In our data warehouse, our swimmer dimension is also represented by a database table. In a table designed for type 2 data, we would have the following columns:

GUID (same as above, the G is for global, and the data warehouse is part of our world of data)
ID, a unique integer determined by the database engine. This is the primary key of the swimmer dimension table.
version, an integer that starts at 1 and increments by 1 each time a new record is added for a given GUID. There is a 1-1 mapping between (GUID, version) and ID
start date and end date. These two columns define when a given version is valid.
name, birthdate and photo URL fields, just like in production
Team ID. Foreign keys reference primary keys, so rather than recording the Team GUID, we will record the Team ID. This may be a bad idea, if you have arguments about when to use the GUID and when to use the ID when dimensions reference each other, I would be happy to hear from you.

The rule for a data change is fairly simple. In ETL, any changes in the production data are detected. When a change is found, the current version of the entity (e.g., with the same GUID) is end dated and the current version is read and the end time is recorded.

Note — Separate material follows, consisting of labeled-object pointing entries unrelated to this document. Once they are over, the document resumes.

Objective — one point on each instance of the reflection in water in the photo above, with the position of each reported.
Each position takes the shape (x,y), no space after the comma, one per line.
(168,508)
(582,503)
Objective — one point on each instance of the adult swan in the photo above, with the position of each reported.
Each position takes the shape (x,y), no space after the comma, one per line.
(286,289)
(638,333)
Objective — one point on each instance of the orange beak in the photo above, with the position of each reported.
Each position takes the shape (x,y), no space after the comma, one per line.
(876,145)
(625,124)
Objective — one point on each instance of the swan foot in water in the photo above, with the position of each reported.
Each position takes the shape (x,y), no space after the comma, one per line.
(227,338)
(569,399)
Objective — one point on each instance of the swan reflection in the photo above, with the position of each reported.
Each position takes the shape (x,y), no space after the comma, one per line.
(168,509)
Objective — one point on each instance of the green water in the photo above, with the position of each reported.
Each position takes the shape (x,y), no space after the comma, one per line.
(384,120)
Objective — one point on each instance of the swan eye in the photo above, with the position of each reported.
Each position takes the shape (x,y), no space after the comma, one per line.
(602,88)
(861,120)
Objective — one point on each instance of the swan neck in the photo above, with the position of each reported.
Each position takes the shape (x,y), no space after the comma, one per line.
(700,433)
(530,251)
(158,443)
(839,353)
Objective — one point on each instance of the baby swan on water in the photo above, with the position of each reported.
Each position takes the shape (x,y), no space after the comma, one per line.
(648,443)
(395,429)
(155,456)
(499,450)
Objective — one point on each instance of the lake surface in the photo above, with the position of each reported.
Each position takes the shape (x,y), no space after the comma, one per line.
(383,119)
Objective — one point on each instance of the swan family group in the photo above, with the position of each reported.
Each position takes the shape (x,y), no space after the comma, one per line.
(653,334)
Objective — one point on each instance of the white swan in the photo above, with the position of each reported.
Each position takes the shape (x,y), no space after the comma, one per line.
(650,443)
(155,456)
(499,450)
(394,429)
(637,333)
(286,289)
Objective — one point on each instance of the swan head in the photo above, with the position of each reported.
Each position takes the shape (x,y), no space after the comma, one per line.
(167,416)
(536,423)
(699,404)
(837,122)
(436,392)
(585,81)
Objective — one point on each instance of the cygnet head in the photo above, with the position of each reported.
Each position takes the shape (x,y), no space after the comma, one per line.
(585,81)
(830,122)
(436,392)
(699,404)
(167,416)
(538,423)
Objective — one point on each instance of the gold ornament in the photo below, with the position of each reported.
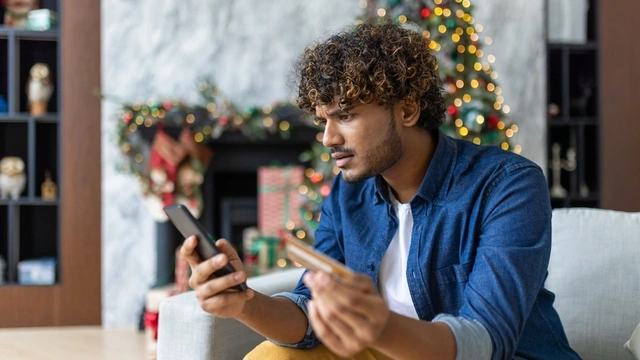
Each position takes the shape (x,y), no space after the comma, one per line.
(48,187)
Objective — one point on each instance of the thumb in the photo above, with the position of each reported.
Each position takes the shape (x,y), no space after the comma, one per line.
(363,283)
(227,249)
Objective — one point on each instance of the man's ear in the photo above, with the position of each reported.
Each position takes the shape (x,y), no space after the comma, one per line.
(409,112)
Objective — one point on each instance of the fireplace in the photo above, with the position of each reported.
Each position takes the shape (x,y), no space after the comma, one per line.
(230,187)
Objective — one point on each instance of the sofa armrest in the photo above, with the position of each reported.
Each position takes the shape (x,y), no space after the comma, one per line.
(187,332)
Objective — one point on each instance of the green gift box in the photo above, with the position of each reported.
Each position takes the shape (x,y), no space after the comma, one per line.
(41,20)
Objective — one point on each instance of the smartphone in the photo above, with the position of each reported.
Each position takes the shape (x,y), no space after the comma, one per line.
(315,260)
(188,225)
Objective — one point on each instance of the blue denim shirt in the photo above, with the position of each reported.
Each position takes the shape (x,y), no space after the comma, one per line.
(480,245)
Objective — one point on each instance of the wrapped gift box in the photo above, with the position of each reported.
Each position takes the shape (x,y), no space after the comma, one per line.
(37,272)
(279,199)
(41,20)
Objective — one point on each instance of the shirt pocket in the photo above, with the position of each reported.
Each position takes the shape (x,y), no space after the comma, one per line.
(449,284)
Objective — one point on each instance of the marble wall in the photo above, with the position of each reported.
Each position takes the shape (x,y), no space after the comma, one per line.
(160,48)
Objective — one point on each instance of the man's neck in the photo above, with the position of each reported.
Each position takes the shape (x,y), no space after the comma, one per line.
(406,176)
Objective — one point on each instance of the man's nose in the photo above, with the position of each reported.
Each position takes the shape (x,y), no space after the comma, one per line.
(331,136)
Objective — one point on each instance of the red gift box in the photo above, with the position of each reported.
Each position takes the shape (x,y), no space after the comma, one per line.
(279,198)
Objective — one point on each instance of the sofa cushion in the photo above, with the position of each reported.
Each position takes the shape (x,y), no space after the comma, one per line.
(633,345)
(595,275)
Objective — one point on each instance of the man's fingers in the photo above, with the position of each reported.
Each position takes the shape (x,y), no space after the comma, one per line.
(216,303)
(226,248)
(203,271)
(218,285)
(188,251)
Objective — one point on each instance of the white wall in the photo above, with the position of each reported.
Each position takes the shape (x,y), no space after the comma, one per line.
(160,48)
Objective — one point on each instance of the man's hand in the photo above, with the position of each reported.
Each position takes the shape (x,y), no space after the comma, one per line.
(215,295)
(346,318)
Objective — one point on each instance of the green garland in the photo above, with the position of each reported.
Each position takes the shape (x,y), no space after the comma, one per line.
(208,121)
(475,110)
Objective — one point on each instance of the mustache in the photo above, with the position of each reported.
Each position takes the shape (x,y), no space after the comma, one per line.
(342,150)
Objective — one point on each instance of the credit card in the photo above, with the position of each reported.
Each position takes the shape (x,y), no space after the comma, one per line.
(315,260)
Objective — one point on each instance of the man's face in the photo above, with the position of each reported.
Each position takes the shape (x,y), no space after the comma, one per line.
(364,141)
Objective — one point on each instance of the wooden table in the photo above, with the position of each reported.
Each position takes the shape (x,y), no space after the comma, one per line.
(72,343)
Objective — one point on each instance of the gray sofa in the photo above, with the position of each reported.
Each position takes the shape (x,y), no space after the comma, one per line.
(594,271)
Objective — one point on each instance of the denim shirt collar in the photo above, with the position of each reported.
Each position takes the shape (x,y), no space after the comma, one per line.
(437,179)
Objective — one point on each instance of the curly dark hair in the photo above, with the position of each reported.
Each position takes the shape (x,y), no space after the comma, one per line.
(372,62)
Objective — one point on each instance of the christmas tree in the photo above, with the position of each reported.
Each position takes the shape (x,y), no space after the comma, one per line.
(475,105)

A new record is inserted with the GUI, the attributes from production, a new ID , the next version number, the start date is set to the end date of the previous record and the end date is usually sent to 'the end of time'.

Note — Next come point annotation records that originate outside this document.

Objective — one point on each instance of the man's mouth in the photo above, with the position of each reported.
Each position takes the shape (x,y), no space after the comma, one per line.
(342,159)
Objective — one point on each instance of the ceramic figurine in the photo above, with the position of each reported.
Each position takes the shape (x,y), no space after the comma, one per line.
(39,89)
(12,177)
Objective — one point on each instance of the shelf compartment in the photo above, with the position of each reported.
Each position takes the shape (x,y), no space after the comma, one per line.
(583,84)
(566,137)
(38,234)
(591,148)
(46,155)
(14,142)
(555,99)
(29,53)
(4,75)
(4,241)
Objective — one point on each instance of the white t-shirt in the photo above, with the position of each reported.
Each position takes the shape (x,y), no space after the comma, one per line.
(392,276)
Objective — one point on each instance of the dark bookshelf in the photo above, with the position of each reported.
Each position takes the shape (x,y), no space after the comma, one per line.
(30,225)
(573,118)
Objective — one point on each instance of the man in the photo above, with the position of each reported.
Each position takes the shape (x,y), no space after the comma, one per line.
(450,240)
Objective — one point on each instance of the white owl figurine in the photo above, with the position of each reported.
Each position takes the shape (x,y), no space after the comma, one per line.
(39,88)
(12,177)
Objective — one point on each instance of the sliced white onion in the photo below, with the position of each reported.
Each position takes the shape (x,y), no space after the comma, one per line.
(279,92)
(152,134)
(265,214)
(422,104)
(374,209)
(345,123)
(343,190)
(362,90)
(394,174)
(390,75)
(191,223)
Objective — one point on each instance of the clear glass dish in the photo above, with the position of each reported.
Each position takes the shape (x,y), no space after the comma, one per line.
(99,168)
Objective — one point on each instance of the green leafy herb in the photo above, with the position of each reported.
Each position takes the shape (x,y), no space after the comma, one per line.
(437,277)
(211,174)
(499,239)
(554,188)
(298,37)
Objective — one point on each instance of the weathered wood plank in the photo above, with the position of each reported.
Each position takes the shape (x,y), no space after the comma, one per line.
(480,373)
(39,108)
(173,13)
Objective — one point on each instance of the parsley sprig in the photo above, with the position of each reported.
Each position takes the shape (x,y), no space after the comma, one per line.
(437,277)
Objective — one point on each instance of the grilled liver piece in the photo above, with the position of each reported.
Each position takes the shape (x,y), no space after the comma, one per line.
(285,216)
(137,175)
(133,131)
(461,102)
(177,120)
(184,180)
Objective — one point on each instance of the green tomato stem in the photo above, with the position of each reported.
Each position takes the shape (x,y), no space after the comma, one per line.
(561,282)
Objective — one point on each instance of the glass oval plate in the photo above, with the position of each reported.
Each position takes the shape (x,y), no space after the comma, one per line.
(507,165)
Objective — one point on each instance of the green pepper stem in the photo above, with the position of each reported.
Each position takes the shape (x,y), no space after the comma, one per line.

In order to identify which version is current, the data warehouse architects at ETL-Tools recommend adding a current field, a Boolean set to true for the current value and false for all others. This field is could be determine by a simple rule, such as now() between swimmer_dim.date_from and swimmer_dim.date_to or swimmer_dim.version = ( select max(version) from swimmer_dim sd where sd.GUID = swimmer_dim.GUID) (I use the default field names from Pentaho's Kettle, and the date functions from PostgreSQL, but this is easy to rewrite for other environments.) As a practical matter, it is more efficient to add a current field so you can apply the rule once during ETL rather than each time the you run a query that needs the current values.

I argued that a 'proper' design should be reversible and that no data should be lost. Doesn't adding a current field that I am willing to 'throw away' each time I run ETL violate my theoretical argument? No. The reason is that the information in the current field is redundant. Since I can figure out which record would have been current at any time in the past, changing this field does not irreversibly lose data.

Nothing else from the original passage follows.